For a couple of weeks I’ve been twitting (and tweeting) more than usual, because
- I’m helping in both Transket‘s and Natouring‘s communication campaigns
- I’m trying to understand better when (and how) to use Facebook, FriendFeed, Delicious, Yammer or Twitter (I also blog and wiki, but these I know when and how).
- I’m introducing my students into Twitter, after having introduced them into CiteULike, Delicious; before we go into FriendFeed and GoogleReader. (I’m sorry I’ve given up Twine and Gnoss for the moment; interesting but not fluent).
So I’ve also been testing several Twitter related services, in particular
- FileSocial, a very effective and safe way for sharing files (I’ve shared a MP3) of up to 50MB.
- Seesmic, the best web tool I found to monitor users, lists of users and hashtags.
- TwitR, a directory of users classified according to their favourite hashtags. Very convenient if you are looking to expand your contacts and lists with users with whom you share interests.
(Barb Dybwad, @Mashable, suggests 12 more interesting things to do with Twitter).
Ok, then, I’ve been converted, I now understand the power of twitting/tweeting, following, listing and being followed and listed. The most appealing aspect of it has been to realize that every element in Twitter is a potential linked data:
- Name – Location – Web – Bio
- Following – Followed – Listed
- Favorites – Lists
- Tweets (full of linkable data as URLs, hashtags, usernames, named entities, keywords and other content terms)
Twittshpere. All these elements are structured and neatly related. The amount of informatin is huge (3 million messages a day, more than 1 million users in March 2008). It conforms an open, rapidly expanding and meaningful sphere of data, i.e. it is fresh food for linked data.
Linked Data. Tim Berners Lee et alii define linked data as a method of exposing, sharing, and connecting data via dereferenceable URIs on the Web. I’m particularly fond of open datasets.
Linking Open Data (source Wikipedia): A project to extend the Web with a data commons by publishing various open datasets as RDF on the Web and by setting RDF links between data items from different data sources. In October 2007, datasets consisted of over two billion RDF triples, which were interlinked by over two million RDF links. By May 2009 this had grown to 4.2 billion RDF triples, interlinked by around 142 million RDF links.
- DBpedia – a dataset containing extracted data from Wikipedia; it contains about 2.18 million concepts described by 218 million triples, including abstracts in 11 different languages (see the very DBpedia resource associated to the present wikipedia page)
- DBLP Bibliography – provides bibliographic information about scientific papers; it contains about 800,000 articles, 400,000 authors, and approx. 15 million triples
- GeoNames provides RDF descriptions of more than 6,500,000 geographical features worldwide.
- Revyu – a Review service consumes and publishes Linked Data, primarily from DBpedia.
- riese – serving statistical data about 500 million Europeans (the first linked dataset deployed with XHTML+RDFa)

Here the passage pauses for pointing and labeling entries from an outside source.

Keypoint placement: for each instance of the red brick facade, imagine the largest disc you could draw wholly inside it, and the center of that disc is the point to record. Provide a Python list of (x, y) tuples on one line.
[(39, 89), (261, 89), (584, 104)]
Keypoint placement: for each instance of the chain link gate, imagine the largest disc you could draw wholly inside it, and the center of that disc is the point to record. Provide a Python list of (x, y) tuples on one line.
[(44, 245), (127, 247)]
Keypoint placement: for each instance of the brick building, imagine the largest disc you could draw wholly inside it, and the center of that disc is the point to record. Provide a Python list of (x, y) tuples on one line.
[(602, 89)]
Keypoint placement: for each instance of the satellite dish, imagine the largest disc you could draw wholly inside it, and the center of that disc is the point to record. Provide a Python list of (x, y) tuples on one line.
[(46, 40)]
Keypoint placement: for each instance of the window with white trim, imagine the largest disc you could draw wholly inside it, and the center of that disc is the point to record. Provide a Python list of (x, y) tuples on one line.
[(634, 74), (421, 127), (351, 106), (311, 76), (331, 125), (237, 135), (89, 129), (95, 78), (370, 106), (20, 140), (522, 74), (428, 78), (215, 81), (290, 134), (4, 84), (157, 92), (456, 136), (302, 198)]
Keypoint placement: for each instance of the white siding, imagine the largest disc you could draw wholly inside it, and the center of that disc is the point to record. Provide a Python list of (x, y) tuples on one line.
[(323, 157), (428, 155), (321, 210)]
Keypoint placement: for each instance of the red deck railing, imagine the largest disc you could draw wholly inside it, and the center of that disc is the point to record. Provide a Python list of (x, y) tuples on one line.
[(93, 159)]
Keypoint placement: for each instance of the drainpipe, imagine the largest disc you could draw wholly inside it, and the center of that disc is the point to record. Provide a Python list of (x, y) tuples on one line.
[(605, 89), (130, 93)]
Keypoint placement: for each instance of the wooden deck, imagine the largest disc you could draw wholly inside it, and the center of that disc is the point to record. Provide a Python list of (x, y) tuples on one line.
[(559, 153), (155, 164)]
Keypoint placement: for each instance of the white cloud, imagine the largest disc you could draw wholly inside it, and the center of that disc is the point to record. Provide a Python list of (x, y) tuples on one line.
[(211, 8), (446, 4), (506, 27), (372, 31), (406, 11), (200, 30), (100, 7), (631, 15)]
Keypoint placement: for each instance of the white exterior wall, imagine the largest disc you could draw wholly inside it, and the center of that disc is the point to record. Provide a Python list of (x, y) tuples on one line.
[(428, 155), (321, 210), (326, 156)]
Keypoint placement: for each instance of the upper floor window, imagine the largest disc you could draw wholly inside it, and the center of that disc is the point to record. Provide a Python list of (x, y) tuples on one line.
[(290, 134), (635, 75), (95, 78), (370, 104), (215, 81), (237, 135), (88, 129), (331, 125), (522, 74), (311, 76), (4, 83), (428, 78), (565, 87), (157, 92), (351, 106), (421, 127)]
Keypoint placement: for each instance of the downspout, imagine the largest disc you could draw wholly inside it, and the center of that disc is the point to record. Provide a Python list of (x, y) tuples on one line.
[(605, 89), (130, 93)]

- UMBEL – a lightweight reference structure of 20,000 subject concept classes and their relationships derived from OpenCyc, which can act as binding classes to external data; also has links to 1.5 million named entities from DBpedia and YAGO
- and more…
Who will be first adding to this list open data from the Twittshpere? You bet!
References
- Benjamin Nowack (2009-02-18). The Linked Data Value Spiral, in Bnode. Retrieved November 8, 2009, from http://bnode.org/blog/2009/02/18/linked-data-value-spiral
- Linked Data. (2009, October 30). In Wikipedia, The Free Encyclopedia. Retrieved 08:39, November 8, 2009, from http://en.wikipedia.org/w/index.php?title=Linked_Data&oldid=323006663
Hola Joseba:
Ahora que veo que mencionas Twine y que le has dedicado algo de tiempo, me surge una pregunta sobre esta plataforma: ¿qué ventajas aporta sobre delicious? Tengo cuenta en Twine, pero la verdad es que no le presto atención. Cuando empecé a oír hablar de Twine, me hice la cuenta y empecé a trastear un poco con la idea de que si me convencía dejaría atrás delicious. Sin embargo, al poco tiempo, me desencanté y seguí usando delicious. No sabría explicarlo, pero Twine no acababa de convencerme y no le veía grandes cambios con respecto a delicious.
¿Tú qué opinas?
Gracias Guillermo por el comentario. Respecto a Twine… mucho ruido y pocas nueces. Estuve trasteando una temporada, pero lo he abandonado. No le he visto nada que no me aportara Delicious y por contra es mucho más abigarrado. Pretende explotar la parte social de las folcsonomías, por un lado, por otro presume de incorporar tecnología semántica. A ninguna de las dos facetas le he visto ventajas o posibilidades que no tenga ya Delicious. Así que hemos llegado a la misma conclusión.